Event details
Never trust, always verify. Tune in for tips and insights to help you secure your endpoints using Microsoft Intune as part of your larger Zero Trust strategy. Find out how you can use Intune to protect both access and data on organization-owned devices and personal devices used for work. Ask Microsoft Anything (AMA) and get the answers you need to implement the right policies, security settings, device configurations, and more. Only at Tech Community Live!
Speakers: Mike Danoski, Clay Taylor, & Angela Robertson
Moderator: Jon Callahan
This event is part of Tech Community Live: Intune edition.
I'm in! How do I sign up?
Select “Add to calendar” to save the date and “Attend” to save your spot, receive event reminders, and participate in the Q&A. If you can’t make the live event, don’t worry. You can post your questions in advance and catch up on the answers and insights later in the week. All sessions for this Intune edition of Tech Community Live will be recorded and available on demand immediately after airing.
This event will feature AI-generated captions during the live broadcast. Human-generated captions will be available by the end of the week.
Where can I post my questions?
Scroll to the bottom of this page and select “Comment.”
2 Comments
- VanakenJBrass Contributor
Our network is built around Zero Trust. Intune is our device management tool (Windows devices). Intune features require a lot of URL's to be whitelisted which makes supporting Intune in a Zero Trust network a challenge; more: when Microsoft changes Intune IP or URLs, or from our side, the network team makes changes we are not aware of.

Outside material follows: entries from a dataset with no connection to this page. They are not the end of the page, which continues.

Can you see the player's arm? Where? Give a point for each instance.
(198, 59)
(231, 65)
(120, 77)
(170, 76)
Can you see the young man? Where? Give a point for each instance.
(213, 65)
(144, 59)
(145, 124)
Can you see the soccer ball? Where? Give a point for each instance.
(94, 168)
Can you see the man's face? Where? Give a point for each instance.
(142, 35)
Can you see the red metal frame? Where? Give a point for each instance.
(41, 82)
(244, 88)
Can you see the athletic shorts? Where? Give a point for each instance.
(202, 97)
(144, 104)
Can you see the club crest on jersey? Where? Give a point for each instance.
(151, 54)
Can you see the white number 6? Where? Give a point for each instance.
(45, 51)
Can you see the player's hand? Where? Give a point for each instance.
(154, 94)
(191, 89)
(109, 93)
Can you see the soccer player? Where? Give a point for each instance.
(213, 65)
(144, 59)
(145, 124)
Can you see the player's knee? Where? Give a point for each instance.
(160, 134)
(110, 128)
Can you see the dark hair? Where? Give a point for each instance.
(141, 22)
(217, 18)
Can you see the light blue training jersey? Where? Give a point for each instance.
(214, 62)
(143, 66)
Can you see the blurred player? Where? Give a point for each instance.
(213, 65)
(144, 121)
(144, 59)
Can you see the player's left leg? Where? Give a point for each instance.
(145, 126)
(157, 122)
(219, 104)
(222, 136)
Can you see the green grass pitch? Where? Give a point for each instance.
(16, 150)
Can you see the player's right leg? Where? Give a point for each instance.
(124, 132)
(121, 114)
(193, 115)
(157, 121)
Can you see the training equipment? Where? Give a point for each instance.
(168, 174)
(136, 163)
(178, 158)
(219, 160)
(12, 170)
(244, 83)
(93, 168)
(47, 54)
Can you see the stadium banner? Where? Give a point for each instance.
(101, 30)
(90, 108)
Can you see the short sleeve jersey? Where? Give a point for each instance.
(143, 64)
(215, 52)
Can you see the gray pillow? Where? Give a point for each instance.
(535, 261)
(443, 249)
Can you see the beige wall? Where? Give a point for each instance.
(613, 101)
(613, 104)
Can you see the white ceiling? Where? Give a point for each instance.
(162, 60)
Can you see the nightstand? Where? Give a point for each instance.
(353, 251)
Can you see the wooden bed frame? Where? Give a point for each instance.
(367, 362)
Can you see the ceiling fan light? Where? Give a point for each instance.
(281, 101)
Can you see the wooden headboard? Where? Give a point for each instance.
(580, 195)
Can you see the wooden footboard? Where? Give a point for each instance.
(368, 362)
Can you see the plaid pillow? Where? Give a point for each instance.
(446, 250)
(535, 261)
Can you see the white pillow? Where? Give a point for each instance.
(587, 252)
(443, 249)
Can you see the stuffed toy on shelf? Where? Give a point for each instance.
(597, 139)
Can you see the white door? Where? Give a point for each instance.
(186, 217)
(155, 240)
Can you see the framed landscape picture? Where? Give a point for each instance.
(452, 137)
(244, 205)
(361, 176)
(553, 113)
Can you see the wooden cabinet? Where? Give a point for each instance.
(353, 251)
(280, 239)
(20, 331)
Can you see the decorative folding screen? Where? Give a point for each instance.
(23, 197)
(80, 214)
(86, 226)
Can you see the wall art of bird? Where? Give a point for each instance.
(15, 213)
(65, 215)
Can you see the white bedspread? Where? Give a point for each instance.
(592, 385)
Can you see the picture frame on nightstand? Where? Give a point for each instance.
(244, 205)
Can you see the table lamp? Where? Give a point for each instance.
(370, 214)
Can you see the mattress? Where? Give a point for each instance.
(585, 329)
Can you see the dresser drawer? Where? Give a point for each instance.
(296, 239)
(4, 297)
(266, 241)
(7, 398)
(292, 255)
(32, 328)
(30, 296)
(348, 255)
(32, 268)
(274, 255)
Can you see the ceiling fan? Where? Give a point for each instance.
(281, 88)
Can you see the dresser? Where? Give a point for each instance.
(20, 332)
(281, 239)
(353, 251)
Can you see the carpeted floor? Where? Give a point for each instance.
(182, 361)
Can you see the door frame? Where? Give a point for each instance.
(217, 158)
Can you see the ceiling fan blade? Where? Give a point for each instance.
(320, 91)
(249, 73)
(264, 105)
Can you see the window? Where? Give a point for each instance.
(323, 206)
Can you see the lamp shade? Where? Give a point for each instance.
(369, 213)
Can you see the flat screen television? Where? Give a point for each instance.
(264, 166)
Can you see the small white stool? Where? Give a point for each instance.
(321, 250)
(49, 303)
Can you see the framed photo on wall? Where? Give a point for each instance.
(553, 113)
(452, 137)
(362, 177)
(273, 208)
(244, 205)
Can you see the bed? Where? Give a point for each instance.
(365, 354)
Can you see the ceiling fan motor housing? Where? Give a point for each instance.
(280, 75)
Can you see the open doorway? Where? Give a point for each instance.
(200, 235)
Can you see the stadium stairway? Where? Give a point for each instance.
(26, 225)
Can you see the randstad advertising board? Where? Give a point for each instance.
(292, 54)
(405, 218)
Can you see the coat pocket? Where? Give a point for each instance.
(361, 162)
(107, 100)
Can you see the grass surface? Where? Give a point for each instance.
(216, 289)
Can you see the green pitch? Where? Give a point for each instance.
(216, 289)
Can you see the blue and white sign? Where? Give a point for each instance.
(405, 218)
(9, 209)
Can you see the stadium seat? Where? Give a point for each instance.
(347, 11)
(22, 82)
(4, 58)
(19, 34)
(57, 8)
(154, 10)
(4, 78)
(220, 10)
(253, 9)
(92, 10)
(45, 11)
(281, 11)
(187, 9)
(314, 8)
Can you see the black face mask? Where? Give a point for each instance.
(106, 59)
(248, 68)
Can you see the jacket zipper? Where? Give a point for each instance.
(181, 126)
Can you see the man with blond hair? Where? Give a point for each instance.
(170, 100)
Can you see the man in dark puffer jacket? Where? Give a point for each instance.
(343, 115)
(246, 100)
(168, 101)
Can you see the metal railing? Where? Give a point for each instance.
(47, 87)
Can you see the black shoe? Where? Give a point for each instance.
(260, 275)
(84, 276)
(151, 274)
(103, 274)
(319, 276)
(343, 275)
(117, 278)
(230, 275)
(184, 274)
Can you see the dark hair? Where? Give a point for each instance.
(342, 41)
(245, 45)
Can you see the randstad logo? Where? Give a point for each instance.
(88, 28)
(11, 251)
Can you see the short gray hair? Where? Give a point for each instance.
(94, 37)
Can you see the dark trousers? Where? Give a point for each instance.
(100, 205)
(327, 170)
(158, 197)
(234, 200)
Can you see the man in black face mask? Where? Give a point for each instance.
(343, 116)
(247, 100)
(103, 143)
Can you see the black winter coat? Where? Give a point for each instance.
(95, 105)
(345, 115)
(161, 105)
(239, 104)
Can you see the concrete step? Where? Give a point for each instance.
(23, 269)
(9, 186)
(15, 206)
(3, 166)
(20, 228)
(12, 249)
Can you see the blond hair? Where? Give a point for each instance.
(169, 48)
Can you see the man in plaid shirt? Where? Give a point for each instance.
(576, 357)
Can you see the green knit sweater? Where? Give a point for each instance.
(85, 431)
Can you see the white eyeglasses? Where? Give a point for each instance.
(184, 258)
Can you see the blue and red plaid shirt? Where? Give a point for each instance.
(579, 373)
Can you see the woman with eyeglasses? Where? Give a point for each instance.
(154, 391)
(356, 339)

One shortcoming for Intune management is a standardized connectivity test that reports on connectivity issues and helps Intune admins check and act on connectivity issues; it would even enable security admins and network admins to smoke test Intune pro-actively when making changes and thus avoid disruptions for Intune. What is the Intune team's opinion on this?
- Francesco Scarpello
Microsoft
This is a very valid concern and one we hear frequently: traditional networks built on perimeter defense (trust everything inside, rather than based on identity, device health and compliance signals), struggle to maintain allow list for cloud services as they need to maintain static IP address lists. Intune endpoint IPs can change, especially CDN based services. The reason why they can change is to strengthen security, improve resilience, and scale globally. Intune is designed to operate over dynamic, cloud-native endpoints, and forcing it through static IP allow lists, centralized proxies, or TLS inspection creates fragility and operational risk. Microsoft explicitly recommends:
- Domain-based egress policies (FQDN) instead of static IP allow lists, because Intune and M365 endpoints change frequently and are CDN-backed
- Bypassing SSL/TLS inspection for Microsoft endpoints that don’t support it, as inspection often breaks enrollment, check-in, and policy delivery
- Local internet breakout where possible, rather than hairpinning traffic through centralized VPNs or proxies
For more information Support tip: Aligning network policy with Microsoft Intune and Zero Trust | Microsoft Community Hub
On the point of a standardized connectivity test: today, Microsoft publishes Intune endpoint documentation (Network endpoints for Microsoft Intune - Microsoft Intune | Microsoft Learn), but Intune does not rely on a single “connectivity probe” by design. Zero Trust shifts enforcement and validation to identity, device health, and compliance signals, not network reachability alone. In other words, if identity and device trust are verified, the network should largely become a fast, transparent transport layer rather than a control plane.